Of course, it is a very good thing if people do repent and reform. And the statistics suggest that most law-breakers either reform, or at least eventually refrain from committing further crimes (unless they also improve at evading the law). But the criminal law is not principally therapy for criminals, as exposure therapy is for those suffering from arachnophobia. If it were, immediate repentance after committing the most terrible crimes would be as good as repentance at leisure, which clearly it is not. If, say, Himmler had said, “I now realise that mass murder is terribly wrong, and I will never commit it again,” would one conclude (even if one believed him) that punishment was therefore supererogatory? I think not. But this is not the same as saying that Violette Nozière should have been more harshly treated. Penology is not, and can never be, an exact science.
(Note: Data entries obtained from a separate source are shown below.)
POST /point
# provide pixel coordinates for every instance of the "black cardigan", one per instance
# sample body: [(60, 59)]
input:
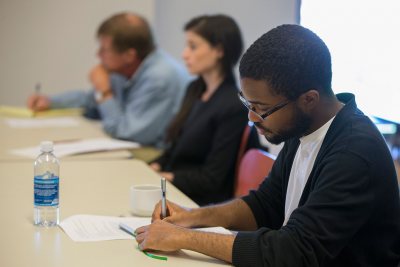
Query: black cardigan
[(204, 156), (349, 212)]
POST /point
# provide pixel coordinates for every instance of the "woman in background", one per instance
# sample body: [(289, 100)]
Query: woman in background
[(204, 136)]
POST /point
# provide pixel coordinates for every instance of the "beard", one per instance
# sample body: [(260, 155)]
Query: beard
[(300, 124)]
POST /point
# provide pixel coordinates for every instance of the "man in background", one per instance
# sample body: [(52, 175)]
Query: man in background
[(137, 87)]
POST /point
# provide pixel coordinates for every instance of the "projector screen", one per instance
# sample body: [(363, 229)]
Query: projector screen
[(363, 37)]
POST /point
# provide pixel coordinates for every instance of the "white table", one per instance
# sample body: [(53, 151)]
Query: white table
[(15, 138), (86, 187)]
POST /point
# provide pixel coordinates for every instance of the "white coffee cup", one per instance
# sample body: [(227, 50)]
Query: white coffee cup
[(143, 199)]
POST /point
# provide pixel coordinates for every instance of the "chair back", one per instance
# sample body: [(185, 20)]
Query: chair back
[(253, 168)]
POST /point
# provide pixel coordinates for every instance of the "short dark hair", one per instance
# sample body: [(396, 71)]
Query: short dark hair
[(291, 59), (128, 31), (220, 30)]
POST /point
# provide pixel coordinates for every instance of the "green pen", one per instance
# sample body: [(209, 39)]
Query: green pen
[(132, 232)]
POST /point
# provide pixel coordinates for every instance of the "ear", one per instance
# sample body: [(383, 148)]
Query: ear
[(130, 55), (220, 51), (309, 100)]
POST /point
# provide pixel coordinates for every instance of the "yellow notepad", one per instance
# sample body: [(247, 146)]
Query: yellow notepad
[(14, 111)]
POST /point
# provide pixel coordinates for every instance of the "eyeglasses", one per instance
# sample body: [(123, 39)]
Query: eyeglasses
[(263, 116)]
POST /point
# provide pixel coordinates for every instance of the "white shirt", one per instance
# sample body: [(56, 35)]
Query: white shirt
[(302, 166)]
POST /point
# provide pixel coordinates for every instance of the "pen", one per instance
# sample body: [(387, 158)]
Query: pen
[(132, 232), (127, 229), (37, 88), (163, 198), (37, 93)]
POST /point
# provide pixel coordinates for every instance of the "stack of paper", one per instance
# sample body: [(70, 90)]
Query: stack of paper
[(25, 112), (62, 122), (84, 228), (62, 149)]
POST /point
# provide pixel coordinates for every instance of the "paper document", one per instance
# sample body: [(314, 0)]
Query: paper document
[(62, 149), (61, 122), (25, 112), (84, 228)]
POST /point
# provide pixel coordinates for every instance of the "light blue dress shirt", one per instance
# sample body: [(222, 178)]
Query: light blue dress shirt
[(142, 106)]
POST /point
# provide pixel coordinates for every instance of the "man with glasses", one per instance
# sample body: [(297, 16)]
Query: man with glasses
[(331, 198)]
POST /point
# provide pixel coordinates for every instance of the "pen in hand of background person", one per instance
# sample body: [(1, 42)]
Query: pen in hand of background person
[(37, 101)]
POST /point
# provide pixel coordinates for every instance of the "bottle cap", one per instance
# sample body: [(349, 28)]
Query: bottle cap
[(46, 146)]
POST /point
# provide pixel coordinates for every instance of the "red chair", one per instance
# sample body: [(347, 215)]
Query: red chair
[(253, 168)]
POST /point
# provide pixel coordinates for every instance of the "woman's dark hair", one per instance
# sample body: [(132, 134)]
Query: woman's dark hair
[(291, 59), (219, 31)]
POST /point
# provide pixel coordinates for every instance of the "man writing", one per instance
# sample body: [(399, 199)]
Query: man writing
[(331, 198), (137, 88)]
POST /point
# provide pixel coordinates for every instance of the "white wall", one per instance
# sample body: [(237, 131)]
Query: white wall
[(53, 41)]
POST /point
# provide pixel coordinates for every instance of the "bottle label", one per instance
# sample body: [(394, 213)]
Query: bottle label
[(46, 191)]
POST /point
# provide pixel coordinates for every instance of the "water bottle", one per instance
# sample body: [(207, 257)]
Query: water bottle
[(46, 187)]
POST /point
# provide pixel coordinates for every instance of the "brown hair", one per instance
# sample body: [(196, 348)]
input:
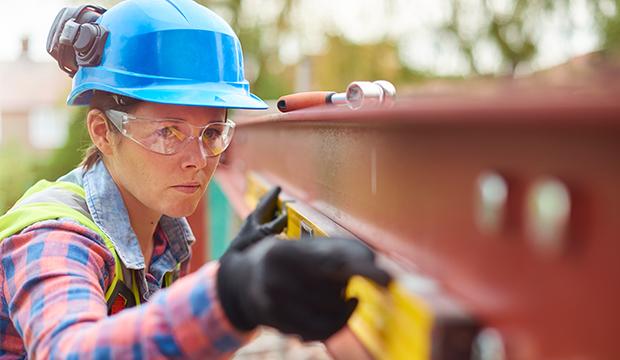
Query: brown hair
[(103, 101)]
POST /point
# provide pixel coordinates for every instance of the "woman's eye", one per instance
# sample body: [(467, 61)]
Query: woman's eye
[(170, 132), (212, 133)]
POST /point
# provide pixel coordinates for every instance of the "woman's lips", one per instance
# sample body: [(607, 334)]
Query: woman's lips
[(187, 188)]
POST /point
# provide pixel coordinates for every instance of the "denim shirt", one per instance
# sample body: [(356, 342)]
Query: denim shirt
[(108, 211)]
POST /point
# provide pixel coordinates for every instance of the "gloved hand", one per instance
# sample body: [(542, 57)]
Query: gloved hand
[(297, 286), (260, 222)]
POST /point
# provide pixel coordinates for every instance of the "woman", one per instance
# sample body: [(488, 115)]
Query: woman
[(78, 254)]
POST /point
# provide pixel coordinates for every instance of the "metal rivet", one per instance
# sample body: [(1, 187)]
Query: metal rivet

Anthony Daniels recently edited the Everyman anthology The Best Medicine: Stories of Healing, which was published in March, under his pen-name Theodore Dalrymple

3 thoughts on “The Inexact Science of Penology

  • Tony Tea says:

    A convicted poisoner running a restaurant is niche branding.

  • pgang says:

    As always, a thoroughly enjoyable ‘idle curiosity’ from Daniels, on what seems to be one of his pet subjects. Personally I am ambivalent about the death penalty. What is the point of keeping a Martin Bryant locked up for decades in a life sentence? Are we awaiting his repentance, or is it just to perpetuate his misery in some kind of pre-hell? If an innocent man goes to his death without the chance to clear his name, what does he care once he’s gone?
    Then there is the secular dichotomy. On the one hand human life has no underlying value, and in many cases we treat it with contempt. Yet a convicted felon’s life is somehow sacred. It seems a bit desperate to me – a proof of society’s virtue. If we allow some sort of relative measure of the value of a secular life, then why is the felon’s life of greater value than those whom we want to euthanase, or of unborn children? Or people who are locked up in their own homes for not being ill?
    Maybe the secular world has simply lost faith in its own judgement.
    As for Violette, child sex abuse just seems a little too convenient to use as an excuse. On the other hand, her doting parents may have been complicit in other ways. M. Scott Peck in his study of evil provides fascinating case studies of seemingly normal parents psychologically destroying their own children, and a willingly evil entwining between victim and perpetrator which might explain the three poisoning attempts.
    While the story of her life appears to have played out to a reasonable end, do we really know what lay underneath? Did she repent? Or perhaps it was the enforced distancing from her parents which eventually cured her. And what was her relationship with her own offspring?
    Daniels seems to enjoy creating more questions than he answers.

  • STD says:

    Again this seems to uphold the notion of greed being a causal root of that which is evil.